Spring is in the air puke

April 13th, 2007

Spring YakSo spring has finally sprung.  The birds are chirping and Ropy’s sitting in a window smelling that fresh spring air.  And then…..BLAAAAAA.  “Too much spring air….must expel it as soon as possible.”  Rotten S.O.B.

Assassination attempt

January 21st, 2007

Ropeburn made yet another failed assassination attempt on me last night.  This time he decided to try to kill me via a fall down the stairs.  Ropy silently laid on the top step of the stairs in the dark.  When I say “top step”, I don’t mean at the top of the stairs.  He was one step down…so he could hide in the shadows.  As I went up the stairs towards bed, his plan went into action.  Sacrificing his body to kill me, Ropeburn allowed me to step on him in an attempt to make me fall down the stairs to my imminent death.   You failed today Ropeburn….you failed today.

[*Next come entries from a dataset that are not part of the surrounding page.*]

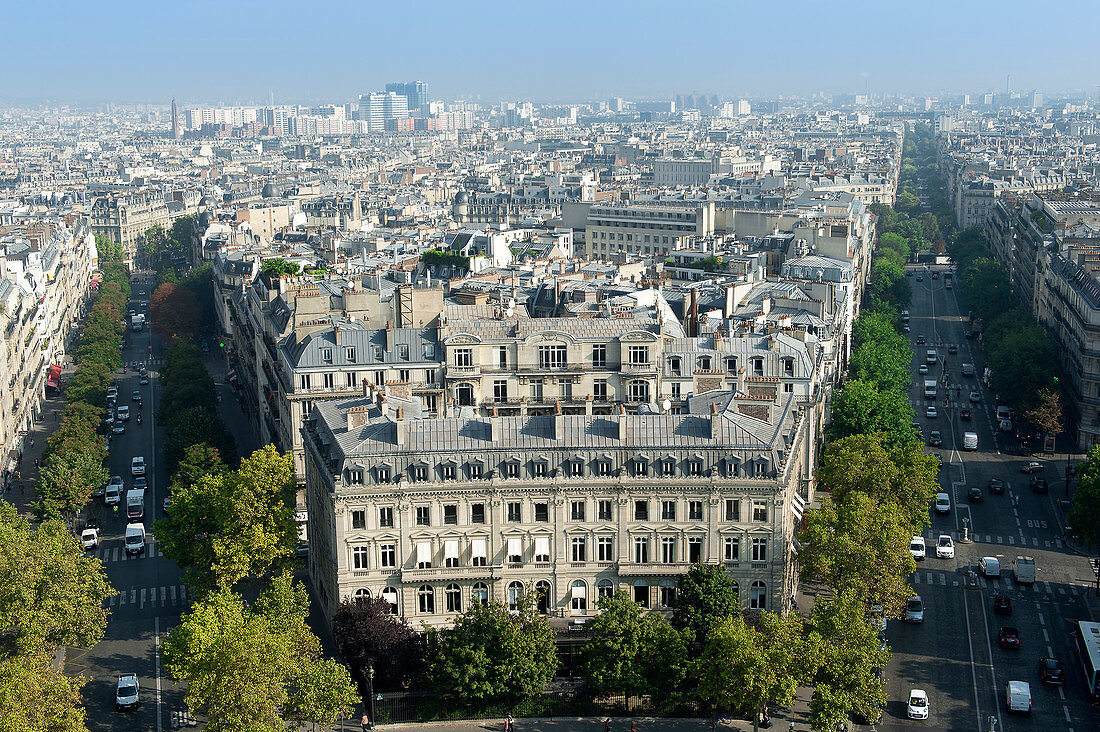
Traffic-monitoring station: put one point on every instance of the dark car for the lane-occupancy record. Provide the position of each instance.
(1009, 637)
(1051, 670)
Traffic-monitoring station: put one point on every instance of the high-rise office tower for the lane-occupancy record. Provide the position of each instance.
(416, 93)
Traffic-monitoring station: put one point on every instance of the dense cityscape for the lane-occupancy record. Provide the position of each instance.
(671, 412)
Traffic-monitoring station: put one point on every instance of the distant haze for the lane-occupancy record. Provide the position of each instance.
(240, 51)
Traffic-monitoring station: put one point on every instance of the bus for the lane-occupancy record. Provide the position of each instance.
(1088, 651)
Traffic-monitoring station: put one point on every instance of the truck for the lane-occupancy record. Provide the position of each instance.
(1023, 568)
(135, 504)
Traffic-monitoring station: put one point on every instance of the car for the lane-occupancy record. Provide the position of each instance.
(1052, 672)
(917, 707)
(125, 691)
(1009, 637)
(89, 537)
(914, 610)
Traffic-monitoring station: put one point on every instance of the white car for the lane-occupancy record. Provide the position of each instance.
(917, 705)
(945, 547)
(125, 691)
(89, 538)
(914, 610)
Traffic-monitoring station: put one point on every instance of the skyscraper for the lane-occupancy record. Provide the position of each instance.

“You went out to eat without me” puke

January 16th, 2007

Welcome Home

Ok…I got home from work…we went to the flame…and came home to this nice surprise that dickhead left us just inside the door.  Need I say more?

Wakeup call revisited

January 13th, 2007

In the early waking hours today I heard the unmistakable sound of Ropy’s full body heaves.  I said to myself “screw it, Sara can deal with her cat when she gets home from work”.  Sara called me when around 7:30 am as usual so I told her that she had a surprise from that cat waiting for when she got home.  Sara wondered where he puked.  I hadn’t even bothered sitting up earlier when I heard him barf so I sat up to look.  I could partially see a pile of yarf on the floor past the foot of the bed.  As I reached my left hand out to push the comforter down so I could have an unobscured view to the floor, I soon realized I had just planted my hand in a second pile of puke (well…it was probably his first).  That was enough to get me out of bed.  The cat was no where to be seen.  I left the bedroom to go to the laundry closet to get some carpet cleaner and paper towels (for the comforter of course…the floor is still up to Sara).  As I passed the stairway, I saw the S.O.B sitting at the bottom of the stairs, glaring up at me.  I threw the closest item at hand at him (I think it was Ralph leash)…sending him into hiding.  Please tell me again why I haven’t killed him yet.